Ella observó su rostro sombrío e impenetrable cuando hubo cumplido su orden.
—Señor Brettman, ¿por qué me ha traído? —le preguntó suavemente.
—Eres mi tapadera, cariño —respondió él tuteándola, y sonrió mirándola de reojo—. Somos amantes que estamos realizando un viajecito.
—¿Con esta pinta que llevo? —le preguntó ella en tono de reproche.
Entonces, él le quitó las horquillas del moño y le dejó el pelo suelto. Después le quitó las gafas de la cabeza, dobló las patillas y las guardó en el bolsillo de su propia camisa. Por último, le abrió los botones de la blusa hasta el escote.
—¡Señor Brettman! —exclamó ella, tirándolo de las manos.

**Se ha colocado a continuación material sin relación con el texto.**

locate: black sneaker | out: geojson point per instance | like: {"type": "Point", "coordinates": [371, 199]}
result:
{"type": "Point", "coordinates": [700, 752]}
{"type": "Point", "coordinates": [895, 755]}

—Deja de ruborizarte, llámame Jacob y no empieces a discutir conmigo en público —refunfuñó él—. Si recuerdas esto, todo irá bien.
—¿Jacob? —preguntó ella.
—Jacob. O Dane, que es mi segundo nombre. El que prefieras, Gabby.
Él consiguió que su nombre sonara como una lluvia suave sobre la hierba. Ella lo miró fijamente.
—Entonces, Jacob —murmuró.
Él asintió.
—Te cuidaré, Gabby —le dijo—. No permitiré que corras peligro.
—Lo dice en serio, ¿verdad? —le preguntó ella—. Está decidido a rescatar a Martina.
—Por supuesto —respondió él con calma—. Ella y yo tuvimos una infancia muy difícil. Nuestro padre se ahogó en la bañera, borracho, cuando éramos casi bebés. Mi madre tuvo que mantenernos fregando suelos. En cuanto tuvimos edad suficiente, comenzamos a trabajar para ayudarla. Sin embargo, cuando yo cumplí quince años, mi madre murió de un ataque al corazón. Desde entonces, yo cuidé de Martina, como prometí que haría siempre. No puedo permitir que unos extraños intenten ayudarla. Tengo que hacerlo yo.
—Perdóneme —dijo Gabby con suavidad—, pero usted es abogado, no policía. ¿Qué puede hacer?